Cuando Beate se marchó, Harry permaneció sentado. Había terminado la hora del almuerzo y la cantina se iba quedando vacía. Era lo que se llama luminosa y acogedora y estaba regentada por Las Cantinas del Estado, así que Harry prefería almorzar fuera. Pero de repente recordó que fue precisamente aquí donde había bailado con Rakel en la fiesta de Navidad, justo en aquel lugar se decidió a abordarla. O al revés. Aún recordaba la sensación de aquella espalda arqueada contra la palma de su mano.

Rakel.

Anna sería enterrada dentro de dos días y no cabía duda de que había muerto por su propia mano. La única persona que había estado allí y que podía contradecirlos a todos era él mismo, pero no recordaba nada. Entonces, ¿por qué no lo dejaba estar? Tenía mucho que perder y nada que ganar. ¿Por qué no se olvidaba de todo el asunto aunque sólo fuera por ellos, por Rakel y él?

Harry se acodó en la mesa y apoyó la cara en las manos.
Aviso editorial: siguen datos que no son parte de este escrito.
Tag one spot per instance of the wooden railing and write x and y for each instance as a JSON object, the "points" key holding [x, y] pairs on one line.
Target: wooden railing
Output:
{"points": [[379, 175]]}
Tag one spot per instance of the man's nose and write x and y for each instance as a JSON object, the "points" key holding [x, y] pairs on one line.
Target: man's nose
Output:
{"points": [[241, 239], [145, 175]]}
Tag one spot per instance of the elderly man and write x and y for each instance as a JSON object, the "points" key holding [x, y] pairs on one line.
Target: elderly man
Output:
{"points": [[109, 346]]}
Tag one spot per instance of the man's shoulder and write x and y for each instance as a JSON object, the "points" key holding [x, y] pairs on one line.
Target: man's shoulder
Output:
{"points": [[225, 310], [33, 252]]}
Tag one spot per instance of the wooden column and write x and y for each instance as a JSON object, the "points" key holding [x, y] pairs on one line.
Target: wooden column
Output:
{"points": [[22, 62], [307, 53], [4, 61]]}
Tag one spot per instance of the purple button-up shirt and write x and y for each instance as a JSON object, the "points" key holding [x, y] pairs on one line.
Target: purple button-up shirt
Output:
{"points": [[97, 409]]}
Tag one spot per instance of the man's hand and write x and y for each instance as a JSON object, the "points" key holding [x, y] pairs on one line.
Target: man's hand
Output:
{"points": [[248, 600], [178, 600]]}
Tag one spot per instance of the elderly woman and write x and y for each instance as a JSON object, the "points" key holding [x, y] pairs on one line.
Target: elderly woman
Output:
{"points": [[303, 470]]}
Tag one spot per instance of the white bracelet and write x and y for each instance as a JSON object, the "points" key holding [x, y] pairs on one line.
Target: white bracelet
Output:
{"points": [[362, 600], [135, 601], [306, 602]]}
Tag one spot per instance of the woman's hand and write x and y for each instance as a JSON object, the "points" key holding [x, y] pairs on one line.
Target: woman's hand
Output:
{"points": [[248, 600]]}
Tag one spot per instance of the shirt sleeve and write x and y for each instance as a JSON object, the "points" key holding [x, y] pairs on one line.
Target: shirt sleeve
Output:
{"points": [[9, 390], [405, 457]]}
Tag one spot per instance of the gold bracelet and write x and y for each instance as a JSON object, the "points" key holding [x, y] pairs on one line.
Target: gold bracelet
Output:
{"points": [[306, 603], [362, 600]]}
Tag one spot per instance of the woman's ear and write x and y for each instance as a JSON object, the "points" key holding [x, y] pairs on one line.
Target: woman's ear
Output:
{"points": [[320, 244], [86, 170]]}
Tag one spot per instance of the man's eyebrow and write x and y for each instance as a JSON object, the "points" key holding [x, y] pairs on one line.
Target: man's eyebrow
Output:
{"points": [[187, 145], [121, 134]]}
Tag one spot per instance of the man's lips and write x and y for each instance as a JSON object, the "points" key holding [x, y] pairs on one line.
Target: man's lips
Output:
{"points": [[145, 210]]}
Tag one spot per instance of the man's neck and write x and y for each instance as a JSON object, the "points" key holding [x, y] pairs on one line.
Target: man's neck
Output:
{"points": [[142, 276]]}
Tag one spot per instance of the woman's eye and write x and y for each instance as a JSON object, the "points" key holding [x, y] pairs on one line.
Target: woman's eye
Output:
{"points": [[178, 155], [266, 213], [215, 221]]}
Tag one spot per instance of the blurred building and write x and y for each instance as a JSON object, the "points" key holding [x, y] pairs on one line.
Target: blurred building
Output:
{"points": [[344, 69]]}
Si hubiera podido contradecirlos, ¿lo habría hecho?

Los colegas de la mesa contigua se volvieron al oír el decidido arañazo de la silla contra el suelo y vieron que aquel policía de mala reputación, pelo muy corto y piernas largas salía de la cantina a toda prisa.

14

Lotería

La campanilla del estrecho y oscuro quiosco sonó con furia cuando ambos hombres entraron corriendo. Elmers Frukt & Tobakk era uno de los últimos quioscos de este tipo, con revistas especializadas sobre vehículos de motor, caza, deporte y pornografía ligera en una pared, y en la otra, cigarrillos y puros, y tres montoncitos de quinielas en el mostrador entre regaliz y cerditos de mazapán secos y grises con un lazo navideño del año anterior.

– Justo a tiempo -aseguró Elmer, un hombre delgado y calvo que rondaba los sesenta, con bigote y acento norteño.

– Joder, éste ha venido muy deprisa -se lamentó Halvorsen sacudiéndose la lluvia de los hombros.

– El típico otoño de Oslo -dijo el norteño con su forzado acento de Oslo.

– O sequía o lluvia torrencial. ¿Un Camel de veinte?

Harry asintió con la cabeza y sacó la cartera.

– ¿Y dos rascas para el joven agente?

Elmer le entregó a Halvorsen los dos boletos de lotería y el joven sonrió algo incómodo mientras se los guardaba rápidamente en el bolsillo.

– ¿Puedo fumarme un cigarrillo aquí dentro, Elmer? -preguntó Harry mirando el chaparrón que caía en la acera, de pronto vacía de gente, al otro lado de la sucia ventana.